Denizli'ye göre Milli Takım başarısız olur
Türk futbolunun önemli teknik adamlarından Mustafa Denizli Türkiye'nin EURO 2016'daki şansını değerlendirdi.
Azerbaycan Topaz Premier Lig'inde Hazar
Lenkeran takımını çalıştıran Türk hoca Mustafa Denizli, Milli
Takım'ın bugün İsveç ile oynayacağı özel maçı ve grubundaki
rakiplerini değerlendirdi..
İşte Mustafa Denizli'nin Milli Takım analizi;
Hocam, Terim ve sen futbolumuzun 'iki bileni'siniz.

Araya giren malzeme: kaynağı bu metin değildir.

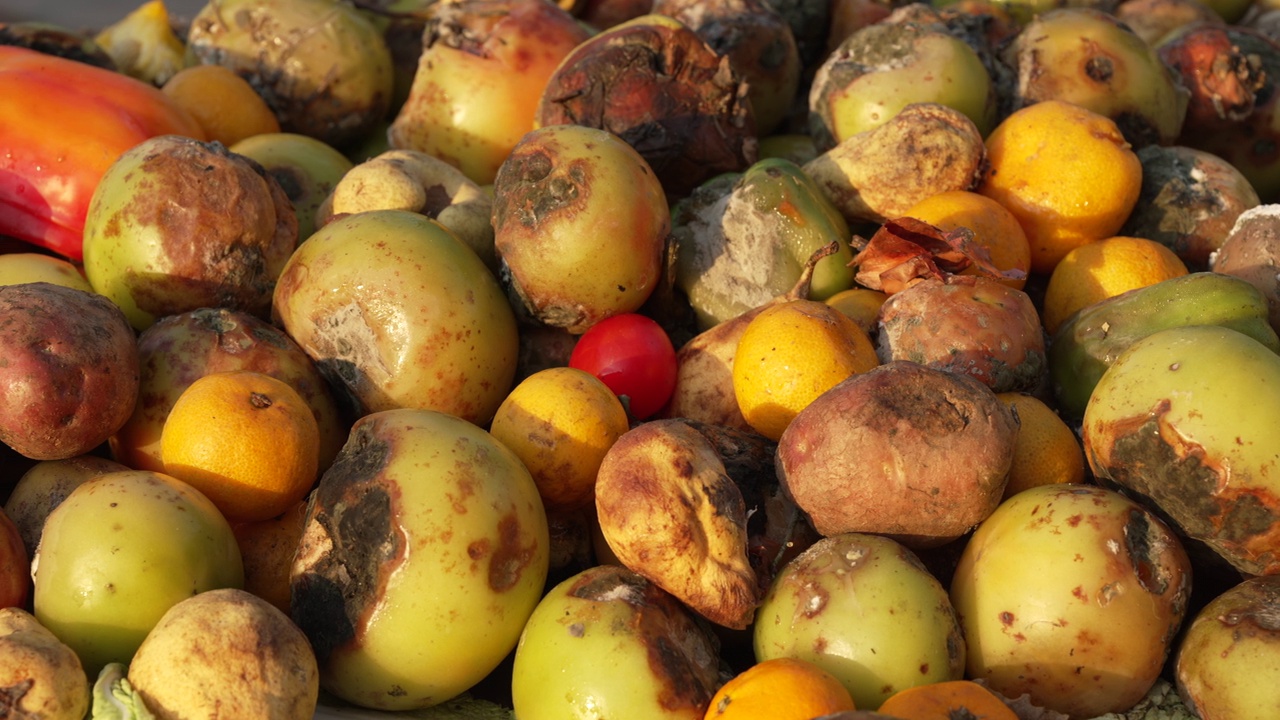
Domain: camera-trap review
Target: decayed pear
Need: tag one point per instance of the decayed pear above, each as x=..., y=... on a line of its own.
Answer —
x=673, y=499
x=414, y=181
x=869, y=178
x=704, y=376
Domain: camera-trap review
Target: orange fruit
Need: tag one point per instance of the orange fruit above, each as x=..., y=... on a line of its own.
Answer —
x=789, y=355
x=561, y=422
x=1066, y=173
x=782, y=688
x=223, y=103
x=995, y=229
x=1104, y=269
x=1046, y=450
x=246, y=440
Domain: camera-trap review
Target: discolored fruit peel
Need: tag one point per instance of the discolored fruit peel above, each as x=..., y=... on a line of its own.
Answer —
x=970, y=326
x=670, y=511
x=479, y=80
x=1189, y=201
x=417, y=501
x=1249, y=253
x=45, y=486
x=1184, y=419
x=759, y=44
x=397, y=311
x=179, y=349
x=1088, y=58
x=159, y=238
x=323, y=67
x=1226, y=656
x=743, y=240
x=663, y=90
x=871, y=178
x=864, y=609
x=662, y=661
x=1072, y=595
x=227, y=652
x=580, y=226
x=887, y=65
x=912, y=452
x=69, y=370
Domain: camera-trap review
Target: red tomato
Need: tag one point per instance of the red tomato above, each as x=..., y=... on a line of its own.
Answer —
x=634, y=356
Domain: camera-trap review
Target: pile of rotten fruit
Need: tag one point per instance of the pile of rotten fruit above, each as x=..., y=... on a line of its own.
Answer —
x=466, y=194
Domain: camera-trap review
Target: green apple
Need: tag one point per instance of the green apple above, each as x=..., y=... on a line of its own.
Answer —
x=119, y=552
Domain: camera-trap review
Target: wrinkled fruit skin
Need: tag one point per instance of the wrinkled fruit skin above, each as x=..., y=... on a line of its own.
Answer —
x=178, y=224
x=967, y=324
x=662, y=89
x=69, y=370
x=864, y=609
x=580, y=223
x=1226, y=660
x=609, y=643
x=398, y=313
x=181, y=349
x=323, y=67
x=424, y=552
x=1073, y=595
x=1189, y=420
x=903, y=450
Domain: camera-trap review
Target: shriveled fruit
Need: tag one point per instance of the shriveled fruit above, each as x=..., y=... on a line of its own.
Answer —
x=580, y=223
x=1226, y=659
x=789, y=355
x=1072, y=595
x=420, y=504
x=398, y=313
x=663, y=90
x=782, y=688
x=903, y=450
x=608, y=642
x=1185, y=419
x=218, y=236
x=323, y=67
x=968, y=324
x=69, y=372
x=1104, y=269
x=227, y=652
x=1060, y=210
x=245, y=440
x=864, y=609
x=561, y=422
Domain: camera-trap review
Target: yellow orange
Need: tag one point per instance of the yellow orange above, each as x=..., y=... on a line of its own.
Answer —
x=782, y=688
x=789, y=355
x=561, y=422
x=1104, y=269
x=1066, y=173
x=223, y=103
x=995, y=229
x=246, y=440
x=1046, y=451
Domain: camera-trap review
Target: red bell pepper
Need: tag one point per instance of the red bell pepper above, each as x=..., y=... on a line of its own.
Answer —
x=62, y=126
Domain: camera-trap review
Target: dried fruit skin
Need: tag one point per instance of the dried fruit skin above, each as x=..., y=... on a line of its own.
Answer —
x=658, y=86
x=903, y=450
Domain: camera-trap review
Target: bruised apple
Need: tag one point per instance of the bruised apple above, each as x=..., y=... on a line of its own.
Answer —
x=479, y=80
x=69, y=370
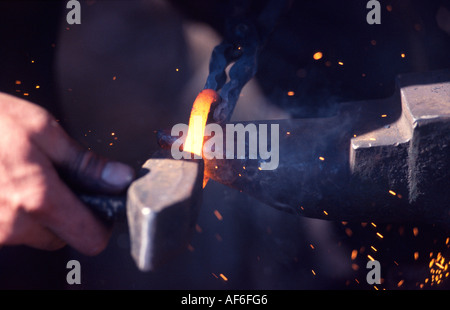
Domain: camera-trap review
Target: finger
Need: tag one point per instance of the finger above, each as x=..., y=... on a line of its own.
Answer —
x=82, y=167
x=29, y=232
x=67, y=218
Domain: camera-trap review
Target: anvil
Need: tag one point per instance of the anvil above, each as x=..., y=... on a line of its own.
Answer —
x=381, y=160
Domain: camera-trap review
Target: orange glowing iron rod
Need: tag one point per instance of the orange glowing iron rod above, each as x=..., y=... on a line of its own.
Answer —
x=197, y=121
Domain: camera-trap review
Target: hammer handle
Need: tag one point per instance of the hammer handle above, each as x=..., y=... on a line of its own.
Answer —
x=107, y=208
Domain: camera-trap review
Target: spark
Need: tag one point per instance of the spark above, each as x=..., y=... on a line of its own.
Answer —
x=218, y=215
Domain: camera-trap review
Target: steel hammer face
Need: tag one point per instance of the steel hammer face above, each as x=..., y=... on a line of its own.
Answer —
x=162, y=209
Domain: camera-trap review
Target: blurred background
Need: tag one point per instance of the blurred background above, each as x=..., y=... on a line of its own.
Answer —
x=133, y=67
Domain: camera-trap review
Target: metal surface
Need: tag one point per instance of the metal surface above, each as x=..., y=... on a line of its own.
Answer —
x=162, y=209
x=382, y=160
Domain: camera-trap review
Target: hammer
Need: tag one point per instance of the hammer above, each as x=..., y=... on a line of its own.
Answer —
x=161, y=207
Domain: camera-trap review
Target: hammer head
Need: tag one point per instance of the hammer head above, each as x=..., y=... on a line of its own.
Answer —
x=162, y=208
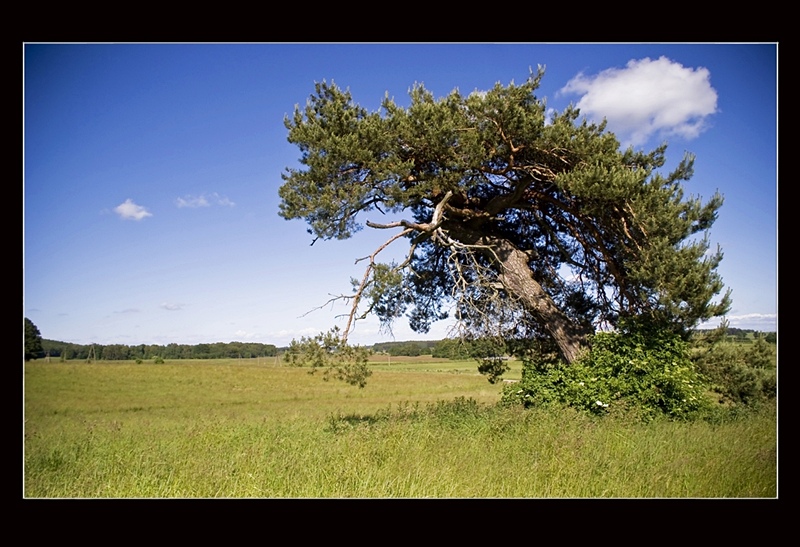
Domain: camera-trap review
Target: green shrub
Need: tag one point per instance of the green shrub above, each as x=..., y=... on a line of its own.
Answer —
x=738, y=374
x=640, y=368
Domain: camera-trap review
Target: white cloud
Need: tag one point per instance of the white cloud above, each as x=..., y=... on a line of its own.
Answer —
x=203, y=201
x=130, y=211
x=191, y=201
x=646, y=98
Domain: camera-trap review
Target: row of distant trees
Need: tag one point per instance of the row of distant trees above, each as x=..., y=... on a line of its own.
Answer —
x=451, y=348
x=121, y=352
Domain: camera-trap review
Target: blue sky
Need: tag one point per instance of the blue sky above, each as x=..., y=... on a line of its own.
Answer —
x=151, y=173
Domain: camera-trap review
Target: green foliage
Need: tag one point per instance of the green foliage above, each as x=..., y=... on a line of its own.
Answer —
x=33, y=340
x=644, y=370
x=489, y=176
x=739, y=374
x=117, y=352
x=327, y=351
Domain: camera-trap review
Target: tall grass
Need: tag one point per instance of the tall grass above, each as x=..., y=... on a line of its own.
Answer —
x=231, y=430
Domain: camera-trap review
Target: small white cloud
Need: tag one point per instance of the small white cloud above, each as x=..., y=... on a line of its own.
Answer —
x=646, y=98
x=192, y=202
x=203, y=201
x=130, y=211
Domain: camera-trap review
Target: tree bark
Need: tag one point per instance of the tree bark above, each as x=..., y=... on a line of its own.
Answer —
x=517, y=278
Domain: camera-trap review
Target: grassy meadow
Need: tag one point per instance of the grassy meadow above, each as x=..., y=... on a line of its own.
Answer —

Ama ne
görevdeyken, neyimizin eksik olduğunun adını koyabiliyorsunuz, ne
de görev beklerken veya dinlenirken... Futboldaki düzen ikinize de
fren yaptırıyor.
ŞİMDİ UZAKTAYKAN ÖZELEŞTİRİMİZİ YAPAR MISINIZ?
Milliyet si'nde yer alan habere göre; Mustafa Denizli,
uzaktan Türk futbolunu şöyle yorumladı...

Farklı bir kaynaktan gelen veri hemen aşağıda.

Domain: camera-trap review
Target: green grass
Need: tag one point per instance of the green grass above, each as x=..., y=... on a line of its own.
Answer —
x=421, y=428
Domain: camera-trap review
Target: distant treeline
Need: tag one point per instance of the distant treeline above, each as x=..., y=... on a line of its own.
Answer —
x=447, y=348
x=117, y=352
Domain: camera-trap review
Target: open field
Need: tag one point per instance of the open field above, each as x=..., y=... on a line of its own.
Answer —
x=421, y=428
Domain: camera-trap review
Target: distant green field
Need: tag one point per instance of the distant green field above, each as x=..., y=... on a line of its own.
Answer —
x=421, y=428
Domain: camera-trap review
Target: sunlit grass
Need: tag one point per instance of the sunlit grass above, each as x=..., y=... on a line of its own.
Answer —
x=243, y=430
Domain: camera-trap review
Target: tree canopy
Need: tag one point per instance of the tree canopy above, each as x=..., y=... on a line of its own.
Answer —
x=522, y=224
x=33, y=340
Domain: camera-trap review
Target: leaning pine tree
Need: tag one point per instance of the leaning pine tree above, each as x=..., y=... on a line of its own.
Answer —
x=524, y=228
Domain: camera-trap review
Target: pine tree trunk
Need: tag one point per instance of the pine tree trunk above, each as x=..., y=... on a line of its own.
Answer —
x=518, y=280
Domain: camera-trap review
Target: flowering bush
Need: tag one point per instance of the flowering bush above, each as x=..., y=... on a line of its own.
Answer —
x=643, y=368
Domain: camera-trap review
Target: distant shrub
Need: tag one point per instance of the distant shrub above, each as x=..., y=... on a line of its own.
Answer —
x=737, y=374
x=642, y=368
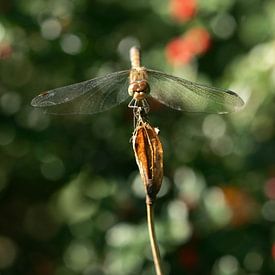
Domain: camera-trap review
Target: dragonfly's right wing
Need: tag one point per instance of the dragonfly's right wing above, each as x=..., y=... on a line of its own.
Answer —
x=184, y=95
x=87, y=97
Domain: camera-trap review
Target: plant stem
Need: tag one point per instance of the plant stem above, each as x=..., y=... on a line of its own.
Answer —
x=153, y=239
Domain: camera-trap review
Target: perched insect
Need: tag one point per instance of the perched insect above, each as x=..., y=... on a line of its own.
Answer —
x=102, y=93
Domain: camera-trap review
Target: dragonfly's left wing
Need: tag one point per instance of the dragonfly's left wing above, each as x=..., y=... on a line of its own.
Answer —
x=184, y=95
x=87, y=97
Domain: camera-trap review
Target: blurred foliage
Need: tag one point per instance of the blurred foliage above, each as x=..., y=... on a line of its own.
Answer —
x=71, y=199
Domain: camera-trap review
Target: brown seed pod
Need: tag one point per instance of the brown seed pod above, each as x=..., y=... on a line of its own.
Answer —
x=149, y=157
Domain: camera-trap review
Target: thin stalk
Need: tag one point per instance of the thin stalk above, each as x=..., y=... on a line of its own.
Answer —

Şu anda kötü bir futbol ortamındayız. Ligde oynadığımız maçlarda
çok kaliteli, çok da kalitesiz maçlar oynuyoruz. Balans olmadığı
için herkes manyağa dönüyor. Türkiye'de herkes futbolu çok sever.

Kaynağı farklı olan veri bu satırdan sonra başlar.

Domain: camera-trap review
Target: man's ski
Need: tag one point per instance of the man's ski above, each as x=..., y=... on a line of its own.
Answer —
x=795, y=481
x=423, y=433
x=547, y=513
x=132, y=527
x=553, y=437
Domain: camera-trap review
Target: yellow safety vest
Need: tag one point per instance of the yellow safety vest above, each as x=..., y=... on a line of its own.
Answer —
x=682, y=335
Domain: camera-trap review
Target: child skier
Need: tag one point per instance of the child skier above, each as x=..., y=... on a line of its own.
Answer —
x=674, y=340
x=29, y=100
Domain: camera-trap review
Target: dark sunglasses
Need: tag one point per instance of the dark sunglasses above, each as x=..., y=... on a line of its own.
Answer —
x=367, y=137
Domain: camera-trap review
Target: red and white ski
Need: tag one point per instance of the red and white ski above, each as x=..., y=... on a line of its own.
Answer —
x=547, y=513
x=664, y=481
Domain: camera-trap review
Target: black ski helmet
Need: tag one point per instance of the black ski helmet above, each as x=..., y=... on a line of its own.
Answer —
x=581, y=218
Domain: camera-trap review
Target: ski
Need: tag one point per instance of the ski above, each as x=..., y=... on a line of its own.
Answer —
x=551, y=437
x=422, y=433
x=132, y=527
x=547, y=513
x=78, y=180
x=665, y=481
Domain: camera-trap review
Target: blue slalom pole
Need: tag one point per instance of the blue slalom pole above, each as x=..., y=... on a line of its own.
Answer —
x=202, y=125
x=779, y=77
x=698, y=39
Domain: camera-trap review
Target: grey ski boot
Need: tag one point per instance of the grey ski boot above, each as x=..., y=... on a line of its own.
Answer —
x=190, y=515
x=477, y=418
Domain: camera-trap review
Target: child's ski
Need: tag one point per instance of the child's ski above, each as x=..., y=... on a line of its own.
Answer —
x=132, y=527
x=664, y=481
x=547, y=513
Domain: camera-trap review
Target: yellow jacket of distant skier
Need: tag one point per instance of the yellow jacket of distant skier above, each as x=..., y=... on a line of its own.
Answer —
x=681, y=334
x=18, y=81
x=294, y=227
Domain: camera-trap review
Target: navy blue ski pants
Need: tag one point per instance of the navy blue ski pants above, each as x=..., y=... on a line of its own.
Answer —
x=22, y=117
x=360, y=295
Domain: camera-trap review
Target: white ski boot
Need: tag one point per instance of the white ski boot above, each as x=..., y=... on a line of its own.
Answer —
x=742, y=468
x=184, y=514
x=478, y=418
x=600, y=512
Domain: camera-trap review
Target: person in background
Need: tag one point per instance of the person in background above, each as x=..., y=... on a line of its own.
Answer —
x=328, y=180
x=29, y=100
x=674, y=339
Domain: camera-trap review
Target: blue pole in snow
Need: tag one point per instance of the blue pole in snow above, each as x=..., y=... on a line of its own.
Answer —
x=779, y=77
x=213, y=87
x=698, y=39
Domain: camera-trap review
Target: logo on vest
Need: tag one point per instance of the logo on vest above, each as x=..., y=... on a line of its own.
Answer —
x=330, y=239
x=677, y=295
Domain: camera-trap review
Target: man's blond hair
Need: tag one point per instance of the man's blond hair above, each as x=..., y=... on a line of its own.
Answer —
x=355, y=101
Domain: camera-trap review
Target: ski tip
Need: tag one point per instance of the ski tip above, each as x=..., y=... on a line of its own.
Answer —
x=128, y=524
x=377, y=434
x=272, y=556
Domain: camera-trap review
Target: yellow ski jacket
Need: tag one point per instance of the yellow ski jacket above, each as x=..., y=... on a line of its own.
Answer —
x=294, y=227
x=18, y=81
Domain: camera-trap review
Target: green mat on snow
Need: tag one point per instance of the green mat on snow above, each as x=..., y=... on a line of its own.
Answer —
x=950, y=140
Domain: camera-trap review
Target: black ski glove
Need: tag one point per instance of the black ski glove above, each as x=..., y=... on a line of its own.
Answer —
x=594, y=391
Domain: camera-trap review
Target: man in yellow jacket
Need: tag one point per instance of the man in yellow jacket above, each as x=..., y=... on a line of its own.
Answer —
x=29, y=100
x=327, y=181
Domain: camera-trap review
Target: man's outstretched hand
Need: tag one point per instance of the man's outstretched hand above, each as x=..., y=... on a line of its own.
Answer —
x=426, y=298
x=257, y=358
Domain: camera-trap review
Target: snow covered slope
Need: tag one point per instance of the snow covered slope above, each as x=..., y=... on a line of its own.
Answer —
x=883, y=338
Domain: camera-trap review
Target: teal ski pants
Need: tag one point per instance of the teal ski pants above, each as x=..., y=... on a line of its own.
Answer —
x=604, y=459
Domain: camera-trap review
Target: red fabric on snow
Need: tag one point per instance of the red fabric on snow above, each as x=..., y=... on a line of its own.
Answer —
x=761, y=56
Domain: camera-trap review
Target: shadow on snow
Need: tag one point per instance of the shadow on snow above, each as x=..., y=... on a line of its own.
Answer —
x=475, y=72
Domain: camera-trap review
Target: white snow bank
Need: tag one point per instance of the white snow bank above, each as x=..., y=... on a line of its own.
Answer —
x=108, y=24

Futbol yayıldıkça rekabet İstanbul'da kaldı. Diğer şehirler
derbilerini kaybetti. Derbiler bir yerde odaklanınca insanlar da
orada kaldı.
İSTANBUL DIŞINA ÇIKIŞ
Türkiye, futboldaki ayrışım yıllarını 90'ların sonunda yaşamaya
başladı. Ben milli takımın başındaydım. Türkiye futbol tarihinin en
önemli maçlarını İstanbul dışında oynadım. Aptal mıyım; sayısal
olarak fazla, kulüp takımlarının tezahüratları olağanüstü, üç
büyüklerin taraftarları duvarları yıkıyor. Ama kulüp takımlarının
tezahüratlarını ben milli maçlarda yakalayamıyorum. Dolayısıyla
dışarıya almak durumunda kaldım. Sadece milli takıma odaklanan
Federasyon, İstanbul'da stat seçemiyordu. Böyle bir şey olabilir
mi? Onun için bir yürek çıkacak.
Türkiye'de takım çalıştırırken, bizden biri olduğunuz için
'yabancı' hocaya tanınan avantajlardan yararlanamıyorsunuz. Diğer
yandan da kariyeriniz sebebiyle 'bizden hocalara' bol keseden
gösterilen hoşgörü sizden esirgeniyor. İşiniz yabancıdan da,
yerliden de zor oluyor galiba?
Teknik adamların görevleri belli. Kulüpte ya da Milli Takım'da.
Türk futbolu ile ilgili tabii ki düşüncelerim var. Futbola katkıda
bulunuyoruz. Ama futbolu planlamak, bizlerin işi değil. Buradan
federasyona ahkam mı kesiyim? Fatih Terim dışarıda gördüğü
eksikleri söyleyebilirdi, ama şimdi giderme imkanına sahip. Buraya
geleli 2,5 ay oldu. Önümüzdeki hafta Azerbaycan Federasyonu beni
toplantıya çağırdı. Ben Türkiye'de 25 yılda federasyondan 'hocam
görüşünüz nedir?' gibi bir soru almadım. Mutlaka akıllarına
gelmemiştir. Bizde hep şu oldu, federasyon milli takımın aldığı
sonuçlarla, kulüpler de aldığı şampiyonluklarla yürüdü. Bir
Allah'ın kulu 'hep beraber bir fikir çıkaralım' demedi. Şimdi
federasyona 'niye benim fikrimi almıyorsun?' mu di yeyim.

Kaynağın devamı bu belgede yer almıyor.